Teoria do Valor ou Quadro de Quesnay

Por considerarem a agricultura de maior valor que as demais atividades, inclusive a indústria, os fisiocratas criaram um quadro de compensações ou Quadro Econômico de Quesnay, que instruía sobre a maneira como deveria ser feita a distribuição de valores dos produtos.

Agricultura Proprietários Artesanato Total
Agricultura 2 1 2 5
Proprietários 2 0 0 2
Artesanato 1 1 0 2
Total 5 2 2 9

O quadro de Quesnay prevê que agricultores podem vender para si próprios, para os proprietários e a para os artesãos. Já os proprietários só podem vender para a agricultura e o setor de artesanato. A mais apertada situação é do setor do artesanato, que só pode pender um valor aos proprietários e agricultores. Essa relação é observada na horizontal.

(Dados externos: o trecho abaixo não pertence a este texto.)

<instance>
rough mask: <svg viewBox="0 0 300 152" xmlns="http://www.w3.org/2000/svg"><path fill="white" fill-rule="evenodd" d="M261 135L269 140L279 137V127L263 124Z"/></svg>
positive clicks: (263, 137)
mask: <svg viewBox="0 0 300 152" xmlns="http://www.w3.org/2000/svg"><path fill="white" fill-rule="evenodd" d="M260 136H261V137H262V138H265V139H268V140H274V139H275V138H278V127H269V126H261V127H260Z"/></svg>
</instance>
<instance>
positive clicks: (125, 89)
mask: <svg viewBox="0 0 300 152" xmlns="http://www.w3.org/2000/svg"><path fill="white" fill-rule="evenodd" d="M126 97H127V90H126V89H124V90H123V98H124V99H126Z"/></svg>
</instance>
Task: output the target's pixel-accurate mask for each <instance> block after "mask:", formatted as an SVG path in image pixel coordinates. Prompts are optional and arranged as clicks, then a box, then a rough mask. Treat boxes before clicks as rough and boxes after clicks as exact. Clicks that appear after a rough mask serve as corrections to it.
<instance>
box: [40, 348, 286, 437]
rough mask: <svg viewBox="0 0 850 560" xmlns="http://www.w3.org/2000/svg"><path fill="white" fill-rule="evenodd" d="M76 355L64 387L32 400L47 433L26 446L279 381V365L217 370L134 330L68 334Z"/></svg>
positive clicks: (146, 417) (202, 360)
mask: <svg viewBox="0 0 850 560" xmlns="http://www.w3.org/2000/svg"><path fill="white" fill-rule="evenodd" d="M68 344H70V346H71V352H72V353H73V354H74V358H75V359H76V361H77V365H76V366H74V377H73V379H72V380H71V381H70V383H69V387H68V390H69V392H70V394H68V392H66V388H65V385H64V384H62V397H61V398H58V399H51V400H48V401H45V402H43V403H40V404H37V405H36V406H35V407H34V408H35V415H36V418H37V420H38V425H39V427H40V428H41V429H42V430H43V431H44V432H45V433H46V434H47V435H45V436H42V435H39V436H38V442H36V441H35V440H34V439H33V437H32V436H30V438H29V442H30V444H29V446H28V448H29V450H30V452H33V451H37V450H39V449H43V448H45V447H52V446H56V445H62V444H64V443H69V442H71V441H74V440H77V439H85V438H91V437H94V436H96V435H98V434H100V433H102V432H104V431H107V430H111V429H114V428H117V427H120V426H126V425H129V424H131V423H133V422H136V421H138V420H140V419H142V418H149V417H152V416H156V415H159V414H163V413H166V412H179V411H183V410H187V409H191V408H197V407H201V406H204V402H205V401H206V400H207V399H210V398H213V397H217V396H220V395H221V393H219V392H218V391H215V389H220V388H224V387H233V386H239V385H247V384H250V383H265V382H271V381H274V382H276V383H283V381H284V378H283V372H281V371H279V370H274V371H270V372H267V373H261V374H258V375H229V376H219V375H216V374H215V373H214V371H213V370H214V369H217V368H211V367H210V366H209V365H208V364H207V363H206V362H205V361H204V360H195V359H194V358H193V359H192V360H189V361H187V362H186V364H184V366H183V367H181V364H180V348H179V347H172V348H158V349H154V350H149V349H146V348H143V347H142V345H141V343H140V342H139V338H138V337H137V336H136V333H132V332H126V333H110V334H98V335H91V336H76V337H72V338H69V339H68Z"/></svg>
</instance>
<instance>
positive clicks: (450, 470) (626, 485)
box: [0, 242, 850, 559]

Na vertical é possível ver que a agricultura tem o direito de comprar ao mesmo tempo de si, dos proprietários e do artesanato. Em suma, a fisiocracia permite maior mobilidade de negociação para a agricultura e engessa os demais setores da economia.

Quesnay

Foi somente aos 60 anos que Quesnay divulgou os trabalhos que seriam, mais tarde, classificados como a Escola Fisiocrata. O médico francês elaborou a Tábua Econômica, dividiu a economia em setores e conseguiu demonstrar as relações que existiam entre cada um deles.

Curiosamente, Quesnay, médico, era filho de agricultores. Em sua Tábua Econômica, ilustra o processo produtivo em sua ordem natural. Nasceu na cidade francesa de Mére, estudou medicina e cirurgia.

A Tábua Econômica é sua mais importante obra e foi impresso em Versalhes em 1758, tendo uma tiragem de apenas quatro exemplares. Influenciou os grandes pensadores da época, como Turgot (1727 - 1781) e Gornay (1712 - 1759), considerados os depois de Quesnay, os principais teóricos da corrente fisiocrata.

Mercantilismo

A Escola Fisiocrata se opõe diretamente ao mercantilismo, cuja prioridade é o comércio e a indústria. O mercantilismo foi adotado na Europa entre os séculos XV e XVIII.

O mercantilismo primava pelo fortalecimento do Estado e pelo enriquecimento da burguesia. É o precursor do capitalismo e dá início à expansão dos mercados consumidores.

Escola Clássica ou Liberalismo Econômico

É uma teoria que foi criada por Adam Smith (1723 - 1790) e divulgada na obra "Riqueza das Nações", publicada em 1766. Se desenvolve a partir da fisiocracia, mas aponta várias críticas à teoria.

A escola clássica assenta o pensamento na liberdade e racionalidade dos integrantes da ordem econômica. Incentiva a individualidade.

Os princípios dessa corrente do pensamento econômico são: a defesa do livre mercado, o direito à propriedade privada, a competitividade econômica e a geração de riquezas. Defende a intervenção moderada do Estado sobre a economia.